Ticket office alerting patrons after vendor's security breach
A computer security breach at the company that provides ticketing services for the Michigan Union Ticket Office may have allowed unauthorized access to credit card information for customers who bought tickets between Sept. 1, 2011, and April 25, 2013.
The security intrusion occurred at Vendini Inc., not U-M, and also involves many other ticketing outlets across the United States and Canada.
MUTO is contacting approximately 33,000 patrons who purchased tickets through its system during the affected time frame.

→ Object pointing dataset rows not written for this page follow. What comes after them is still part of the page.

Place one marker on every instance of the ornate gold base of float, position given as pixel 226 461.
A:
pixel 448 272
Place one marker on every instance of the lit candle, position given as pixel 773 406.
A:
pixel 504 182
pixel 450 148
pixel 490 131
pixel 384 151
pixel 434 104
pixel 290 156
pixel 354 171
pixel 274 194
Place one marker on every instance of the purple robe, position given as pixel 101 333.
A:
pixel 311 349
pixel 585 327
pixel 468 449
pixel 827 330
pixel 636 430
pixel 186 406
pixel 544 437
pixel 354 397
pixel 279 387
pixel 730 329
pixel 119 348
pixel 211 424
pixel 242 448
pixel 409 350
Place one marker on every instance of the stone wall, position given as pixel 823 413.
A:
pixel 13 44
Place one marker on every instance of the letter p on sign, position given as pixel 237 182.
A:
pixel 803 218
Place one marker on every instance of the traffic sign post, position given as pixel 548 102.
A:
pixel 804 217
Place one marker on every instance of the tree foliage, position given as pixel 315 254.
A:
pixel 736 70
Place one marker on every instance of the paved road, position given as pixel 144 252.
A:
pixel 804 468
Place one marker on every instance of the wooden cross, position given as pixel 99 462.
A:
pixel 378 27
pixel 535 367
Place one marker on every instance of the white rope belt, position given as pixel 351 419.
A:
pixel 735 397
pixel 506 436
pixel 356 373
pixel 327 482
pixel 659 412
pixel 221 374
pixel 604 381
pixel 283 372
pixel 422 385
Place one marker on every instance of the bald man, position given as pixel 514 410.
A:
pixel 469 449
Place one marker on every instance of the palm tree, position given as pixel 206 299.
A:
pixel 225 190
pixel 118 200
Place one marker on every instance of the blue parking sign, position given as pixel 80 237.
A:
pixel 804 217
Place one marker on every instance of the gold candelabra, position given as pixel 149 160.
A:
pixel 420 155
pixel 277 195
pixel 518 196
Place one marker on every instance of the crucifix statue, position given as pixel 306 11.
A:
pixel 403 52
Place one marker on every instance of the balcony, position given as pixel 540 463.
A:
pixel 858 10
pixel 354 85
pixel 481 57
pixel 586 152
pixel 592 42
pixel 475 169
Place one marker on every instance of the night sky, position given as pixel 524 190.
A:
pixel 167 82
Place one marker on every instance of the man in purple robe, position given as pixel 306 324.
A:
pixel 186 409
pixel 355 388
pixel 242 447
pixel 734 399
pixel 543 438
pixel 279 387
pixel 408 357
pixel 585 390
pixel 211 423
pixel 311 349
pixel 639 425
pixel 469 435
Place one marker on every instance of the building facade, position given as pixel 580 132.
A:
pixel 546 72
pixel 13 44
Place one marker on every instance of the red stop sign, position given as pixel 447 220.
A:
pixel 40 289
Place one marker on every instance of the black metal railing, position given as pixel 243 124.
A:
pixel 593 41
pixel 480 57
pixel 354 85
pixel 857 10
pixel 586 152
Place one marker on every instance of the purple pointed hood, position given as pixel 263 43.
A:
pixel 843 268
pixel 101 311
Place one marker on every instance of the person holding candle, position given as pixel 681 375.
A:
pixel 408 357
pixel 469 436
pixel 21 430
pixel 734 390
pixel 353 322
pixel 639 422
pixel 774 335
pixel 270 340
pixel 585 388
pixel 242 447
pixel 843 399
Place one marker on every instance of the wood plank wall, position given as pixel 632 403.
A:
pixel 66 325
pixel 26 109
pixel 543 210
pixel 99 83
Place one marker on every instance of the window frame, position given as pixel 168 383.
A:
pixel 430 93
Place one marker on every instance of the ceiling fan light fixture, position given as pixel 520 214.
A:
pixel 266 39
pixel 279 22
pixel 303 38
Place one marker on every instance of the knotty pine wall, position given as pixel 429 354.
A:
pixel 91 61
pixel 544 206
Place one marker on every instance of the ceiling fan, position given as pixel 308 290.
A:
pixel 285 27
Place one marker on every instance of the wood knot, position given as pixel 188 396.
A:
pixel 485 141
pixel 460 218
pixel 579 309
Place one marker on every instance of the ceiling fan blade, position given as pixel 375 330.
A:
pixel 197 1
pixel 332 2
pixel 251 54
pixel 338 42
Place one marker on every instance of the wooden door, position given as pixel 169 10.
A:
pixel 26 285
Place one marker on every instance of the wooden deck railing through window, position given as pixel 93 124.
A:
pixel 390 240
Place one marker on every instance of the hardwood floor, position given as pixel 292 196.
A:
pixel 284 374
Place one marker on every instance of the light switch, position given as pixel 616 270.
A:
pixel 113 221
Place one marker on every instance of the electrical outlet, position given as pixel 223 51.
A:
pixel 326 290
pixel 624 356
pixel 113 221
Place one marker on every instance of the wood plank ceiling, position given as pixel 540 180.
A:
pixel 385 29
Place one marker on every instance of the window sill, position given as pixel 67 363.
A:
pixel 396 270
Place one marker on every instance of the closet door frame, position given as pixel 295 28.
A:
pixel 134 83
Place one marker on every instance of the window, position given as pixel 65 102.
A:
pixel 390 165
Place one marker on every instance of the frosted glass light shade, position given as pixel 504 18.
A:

The situation affects purchases made through MUTO at its ticket office on the ground floor of the Union, by phone, online and at venues the day of a performance. Venues for which MUTO sells tickets include the Power Center, Hill Auditorium, Mendelssohn Theatre, Rackham Auditorium and The Ark, as well as occasionally for smaller campus venues.
The information in the Vendini database includes names, mailing addresses, phone numbers, credit card numbers and expiration dates. Vendini does not collect credit card security access codes such as CVV, CVV2 or PIN numbers, Social Security numbers, usernames or passwords.
"We deeply regret that this situation has occurred and offer our sincerest apologies. U of M requires the highest level of Payment Card Industry compliance security internally and with the vendors we work with," the letter from MUTO states.
"We have taken this Vendini Ticketing System breach very seriously and have expressed our concerns in order to ensure that the point of infiltration has been identified and closed. We have also insisted that the highest level of compliance is in effect and certified by an independent firm."
MUTO patrons affected by this security breach are encouraged to review Vendini’s statement on the matter, which also includes important resources regarding identity theft protection. Persons who suspect a fraudulent transaction should contact their credit card company.
"To protect against the possibility of fraud, we urge all of our members’ consumer-patrons to remain vigilant, to review credit card account statements and to monitor credit reports for any unauthorized activity," the Vendini statement says.
The company says it believes a third party hacked into its databases in late March, and that the unauthorized intrusion was detected on April 25. Vendini is actively cooperating with federal law enforcement, and its notification of the incident was delayed specifically to support law enforcement’s investigation.